Rethink the masterful genre “Montana Story,” where the American flag is not only waving and waving, but also sending a warning. It looks very modest. It flies from a long pole erected in front of a beautiful two-story house, clean and tidy, with frayed edges or discolored. There, on a 200-acre estate in southwestern Montana, in a majestic region surrounded by mountains known as Paradise Valley, nature beckons and relaxes you. It looks like heaven; it takes some time to see the rot.

Directors Scott McGehee and David Siegel don’t linger on the flag. Instead, they gently immerse you in a classic western setting and simultaneously draw you into a simmering family melodrama about two grown children grappling with each other and their terminally ill father. It was he who bought the family’s ranch many years ago and, with plenty of help, beautiful horses and unethical pockets – take on the role of the American cowboy. This archetype is critical to both his legacy and the film’s larger ambitions, which draw a line between one man’s legacy and the country’s full testament.

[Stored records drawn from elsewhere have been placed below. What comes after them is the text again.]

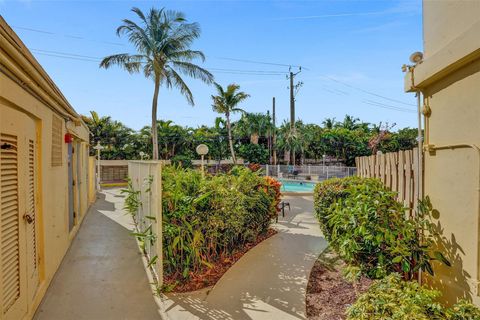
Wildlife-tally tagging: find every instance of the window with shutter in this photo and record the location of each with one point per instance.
(10, 254)
(31, 228)
(57, 130)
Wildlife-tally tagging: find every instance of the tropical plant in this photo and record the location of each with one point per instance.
(394, 299)
(253, 153)
(254, 125)
(208, 218)
(226, 102)
(162, 41)
(117, 139)
(369, 230)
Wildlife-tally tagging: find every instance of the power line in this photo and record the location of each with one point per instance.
(123, 45)
(260, 62)
(366, 91)
(67, 36)
(386, 106)
(72, 56)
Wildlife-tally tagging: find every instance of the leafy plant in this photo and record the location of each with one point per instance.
(132, 199)
(395, 299)
(368, 228)
(205, 219)
(253, 153)
(463, 310)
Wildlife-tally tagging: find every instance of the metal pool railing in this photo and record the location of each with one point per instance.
(308, 172)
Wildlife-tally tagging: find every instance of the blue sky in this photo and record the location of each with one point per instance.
(351, 51)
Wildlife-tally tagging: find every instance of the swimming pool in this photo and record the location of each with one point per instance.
(296, 186)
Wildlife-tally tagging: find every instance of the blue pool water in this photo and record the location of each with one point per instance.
(296, 186)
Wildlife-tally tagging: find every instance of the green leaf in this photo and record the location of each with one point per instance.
(440, 257)
(152, 261)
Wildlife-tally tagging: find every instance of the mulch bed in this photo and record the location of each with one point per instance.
(328, 293)
(210, 276)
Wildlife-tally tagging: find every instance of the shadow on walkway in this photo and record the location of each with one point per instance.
(269, 282)
(102, 275)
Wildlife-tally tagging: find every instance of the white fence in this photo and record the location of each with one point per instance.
(146, 178)
(308, 172)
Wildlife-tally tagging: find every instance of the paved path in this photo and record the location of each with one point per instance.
(102, 275)
(269, 282)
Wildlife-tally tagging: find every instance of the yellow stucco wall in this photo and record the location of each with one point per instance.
(54, 236)
(449, 78)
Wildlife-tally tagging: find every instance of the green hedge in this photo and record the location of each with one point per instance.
(395, 299)
(206, 218)
(368, 228)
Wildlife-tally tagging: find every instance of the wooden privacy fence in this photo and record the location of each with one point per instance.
(398, 171)
(146, 178)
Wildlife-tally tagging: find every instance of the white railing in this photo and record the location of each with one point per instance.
(146, 177)
(308, 172)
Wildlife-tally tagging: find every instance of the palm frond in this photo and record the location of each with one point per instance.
(175, 80)
(193, 71)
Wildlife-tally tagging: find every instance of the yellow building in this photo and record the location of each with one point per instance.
(449, 80)
(44, 189)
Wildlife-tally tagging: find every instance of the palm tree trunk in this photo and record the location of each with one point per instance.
(154, 120)
(230, 140)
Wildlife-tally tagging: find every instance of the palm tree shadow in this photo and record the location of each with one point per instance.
(454, 281)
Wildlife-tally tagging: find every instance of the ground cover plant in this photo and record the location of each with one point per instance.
(396, 299)
(209, 220)
(370, 231)
(375, 237)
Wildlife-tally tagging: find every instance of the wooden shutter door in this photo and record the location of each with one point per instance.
(31, 219)
(15, 126)
(14, 303)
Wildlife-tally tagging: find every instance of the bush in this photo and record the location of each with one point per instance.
(253, 153)
(394, 299)
(367, 227)
(463, 310)
(205, 219)
(326, 194)
(185, 161)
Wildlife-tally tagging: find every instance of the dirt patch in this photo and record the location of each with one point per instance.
(328, 293)
(210, 276)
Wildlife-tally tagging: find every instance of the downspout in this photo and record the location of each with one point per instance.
(432, 148)
(418, 93)
(419, 194)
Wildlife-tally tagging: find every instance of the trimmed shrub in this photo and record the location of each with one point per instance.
(369, 230)
(326, 194)
(207, 218)
(394, 299)
(463, 310)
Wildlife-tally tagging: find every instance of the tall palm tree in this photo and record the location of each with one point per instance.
(226, 102)
(162, 41)
(254, 125)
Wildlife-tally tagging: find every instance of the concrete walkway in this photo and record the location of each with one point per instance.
(102, 275)
(269, 282)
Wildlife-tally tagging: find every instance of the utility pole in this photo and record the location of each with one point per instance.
(292, 106)
(292, 103)
(274, 136)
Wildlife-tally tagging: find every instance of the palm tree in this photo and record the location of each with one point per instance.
(254, 125)
(162, 42)
(226, 102)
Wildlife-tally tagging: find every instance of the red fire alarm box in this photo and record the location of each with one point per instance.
(68, 138)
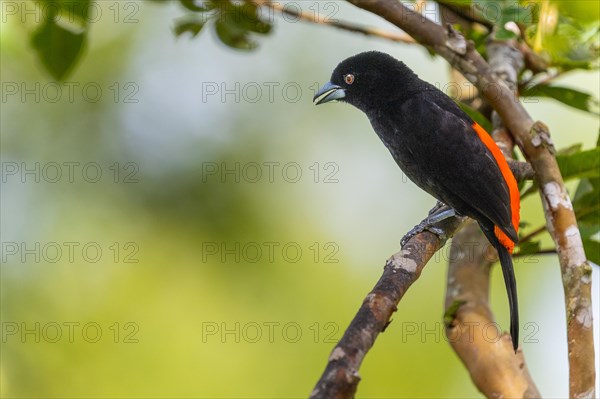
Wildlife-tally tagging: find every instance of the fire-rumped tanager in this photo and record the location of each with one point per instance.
(439, 147)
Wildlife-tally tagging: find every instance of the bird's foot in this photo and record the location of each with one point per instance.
(438, 213)
(425, 225)
(436, 207)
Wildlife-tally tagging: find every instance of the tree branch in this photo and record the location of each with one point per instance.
(487, 353)
(340, 378)
(534, 140)
(470, 327)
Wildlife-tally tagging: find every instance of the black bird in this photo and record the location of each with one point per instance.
(439, 147)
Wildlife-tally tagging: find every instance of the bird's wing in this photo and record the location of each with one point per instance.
(466, 169)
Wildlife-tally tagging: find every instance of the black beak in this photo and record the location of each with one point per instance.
(329, 92)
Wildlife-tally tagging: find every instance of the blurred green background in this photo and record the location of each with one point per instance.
(142, 255)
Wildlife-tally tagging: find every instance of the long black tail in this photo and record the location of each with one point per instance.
(511, 284)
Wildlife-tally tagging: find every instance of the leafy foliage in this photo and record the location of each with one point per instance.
(234, 23)
(58, 45)
(571, 97)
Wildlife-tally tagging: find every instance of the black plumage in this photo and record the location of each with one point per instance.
(434, 143)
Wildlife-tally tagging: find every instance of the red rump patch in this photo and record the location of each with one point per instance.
(511, 183)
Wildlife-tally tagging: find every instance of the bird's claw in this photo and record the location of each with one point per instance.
(425, 225)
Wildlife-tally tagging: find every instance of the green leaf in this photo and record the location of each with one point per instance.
(193, 26)
(67, 9)
(232, 35)
(579, 165)
(193, 6)
(58, 48)
(504, 34)
(249, 19)
(574, 98)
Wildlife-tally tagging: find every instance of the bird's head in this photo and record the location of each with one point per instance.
(367, 80)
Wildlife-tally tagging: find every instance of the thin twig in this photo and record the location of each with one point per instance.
(534, 140)
(547, 251)
(533, 234)
(340, 378)
(472, 332)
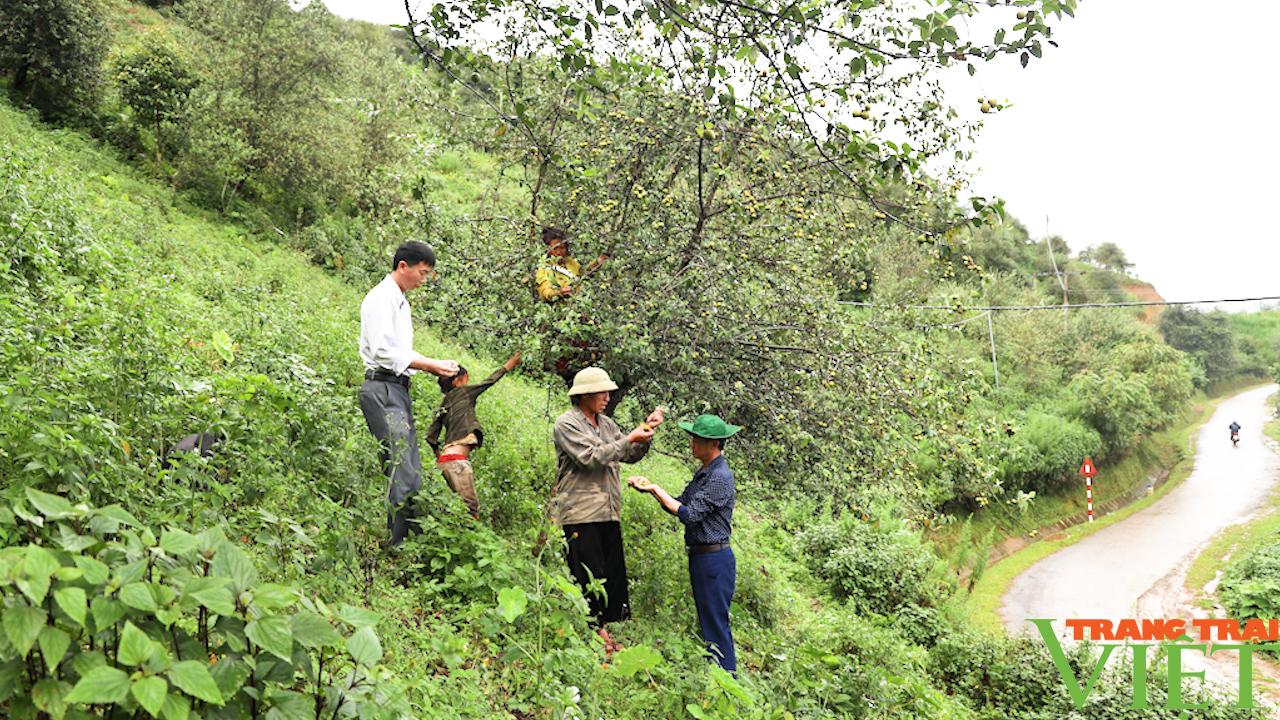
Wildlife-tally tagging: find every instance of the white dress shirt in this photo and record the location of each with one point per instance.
(387, 329)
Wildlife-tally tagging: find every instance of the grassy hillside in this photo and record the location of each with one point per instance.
(142, 319)
(132, 319)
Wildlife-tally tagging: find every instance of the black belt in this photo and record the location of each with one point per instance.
(387, 377)
(705, 548)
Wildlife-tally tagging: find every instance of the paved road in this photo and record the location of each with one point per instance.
(1106, 574)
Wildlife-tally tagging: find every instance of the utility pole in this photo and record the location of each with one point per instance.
(1061, 276)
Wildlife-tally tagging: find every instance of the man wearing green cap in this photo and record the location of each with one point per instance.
(588, 496)
(707, 510)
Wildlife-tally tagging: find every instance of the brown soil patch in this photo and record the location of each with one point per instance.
(1146, 294)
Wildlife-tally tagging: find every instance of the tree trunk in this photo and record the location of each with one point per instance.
(19, 77)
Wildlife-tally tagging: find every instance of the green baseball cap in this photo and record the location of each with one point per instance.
(711, 427)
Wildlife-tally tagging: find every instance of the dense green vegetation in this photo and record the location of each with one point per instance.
(173, 296)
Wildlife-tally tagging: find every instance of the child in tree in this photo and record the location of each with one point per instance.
(462, 432)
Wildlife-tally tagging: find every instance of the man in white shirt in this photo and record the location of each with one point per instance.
(387, 349)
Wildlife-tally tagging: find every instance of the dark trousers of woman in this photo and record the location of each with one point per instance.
(595, 551)
(713, 575)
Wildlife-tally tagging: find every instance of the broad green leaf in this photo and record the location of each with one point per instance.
(272, 634)
(233, 563)
(193, 679)
(10, 673)
(67, 574)
(35, 588)
(229, 674)
(72, 541)
(95, 570)
(22, 625)
(85, 662)
(288, 705)
(512, 604)
(364, 647)
(101, 686)
(51, 506)
(312, 630)
(119, 514)
(50, 696)
(138, 597)
(150, 693)
(73, 602)
(214, 593)
(176, 707)
(106, 611)
(634, 659)
(168, 615)
(136, 647)
(223, 345)
(39, 563)
(359, 616)
(178, 542)
(270, 596)
(53, 646)
(131, 573)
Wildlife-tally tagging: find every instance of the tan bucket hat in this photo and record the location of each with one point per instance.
(592, 379)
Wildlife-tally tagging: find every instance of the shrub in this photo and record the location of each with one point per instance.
(881, 566)
(101, 614)
(1251, 586)
(1043, 452)
(54, 50)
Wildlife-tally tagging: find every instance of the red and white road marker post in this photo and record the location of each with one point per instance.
(1088, 470)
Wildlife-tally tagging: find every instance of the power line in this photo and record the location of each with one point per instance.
(1078, 305)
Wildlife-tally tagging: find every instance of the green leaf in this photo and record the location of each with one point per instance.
(35, 588)
(119, 515)
(50, 696)
(178, 542)
(150, 693)
(214, 595)
(83, 662)
(359, 616)
(10, 673)
(136, 647)
(138, 597)
(364, 647)
(53, 646)
(512, 604)
(176, 707)
(270, 596)
(39, 563)
(233, 563)
(22, 625)
(193, 679)
(106, 611)
(312, 630)
(631, 660)
(51, 506)
(103, 686)
(288, 705)
(229, 674)
(95, 570)
(272, 634)
(223, 345)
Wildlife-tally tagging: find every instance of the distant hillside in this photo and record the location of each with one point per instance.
(1147, 294)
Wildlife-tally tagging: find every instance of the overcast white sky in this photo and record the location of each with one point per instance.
(1151, 127)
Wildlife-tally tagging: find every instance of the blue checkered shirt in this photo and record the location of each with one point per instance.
(707, 504)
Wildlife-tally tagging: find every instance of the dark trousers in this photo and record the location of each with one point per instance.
(389, 415)
(595, 551)
(713, 575)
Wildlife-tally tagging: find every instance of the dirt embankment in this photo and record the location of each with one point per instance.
(1146, 294)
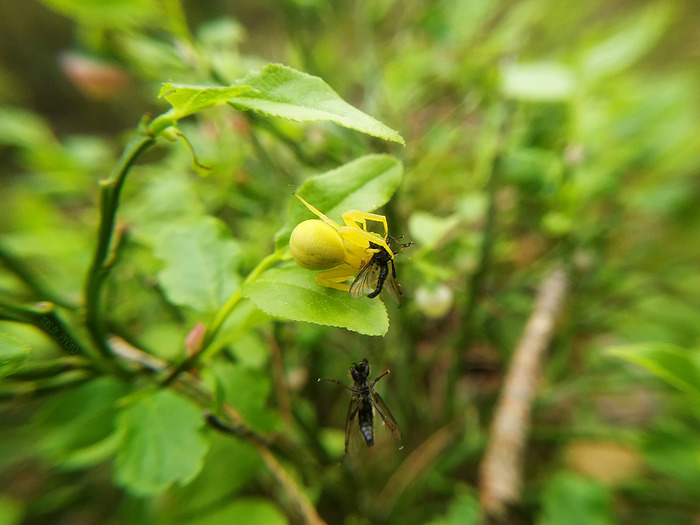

Winter is approaching when the youngest, Cal (Owen Teague), arrives at the farm in his truck. Lanky and in his early 20s have the limp limbs of a man who has not settled into his body and a name that evokes him.East of Eden”another domestic drama. Here, the family’s history is discreetly revealed, with visual clues and tense conversations that include red-alarm words like bankruptcy. Cal’s father, Wade (Rob Story), has had a stroke. In a coma and attached to a beating machine, she now lies in her study, cared for by nurse Ace (Gilbert Owuor) and maid Valentina (Kimberly Guerrero).

Despite the bad news and Cal’s scowl over unpaid bills, there’s a casually inviting, laid-back quality to this narrative table setting, entrances, neatly arranged genre elements, and places where pieces begin to slip. Part of the appealing, even serene, thing is that you think you’ve seen it before, if not in person. With its landscapes, small town, desolate farm, and dusty roads, Montana looks just what you’d expect. Beautiful, isolated, solid; it’s also a world, visually and morally, partly invented by Hollywood (and currently rentable through Airbnb).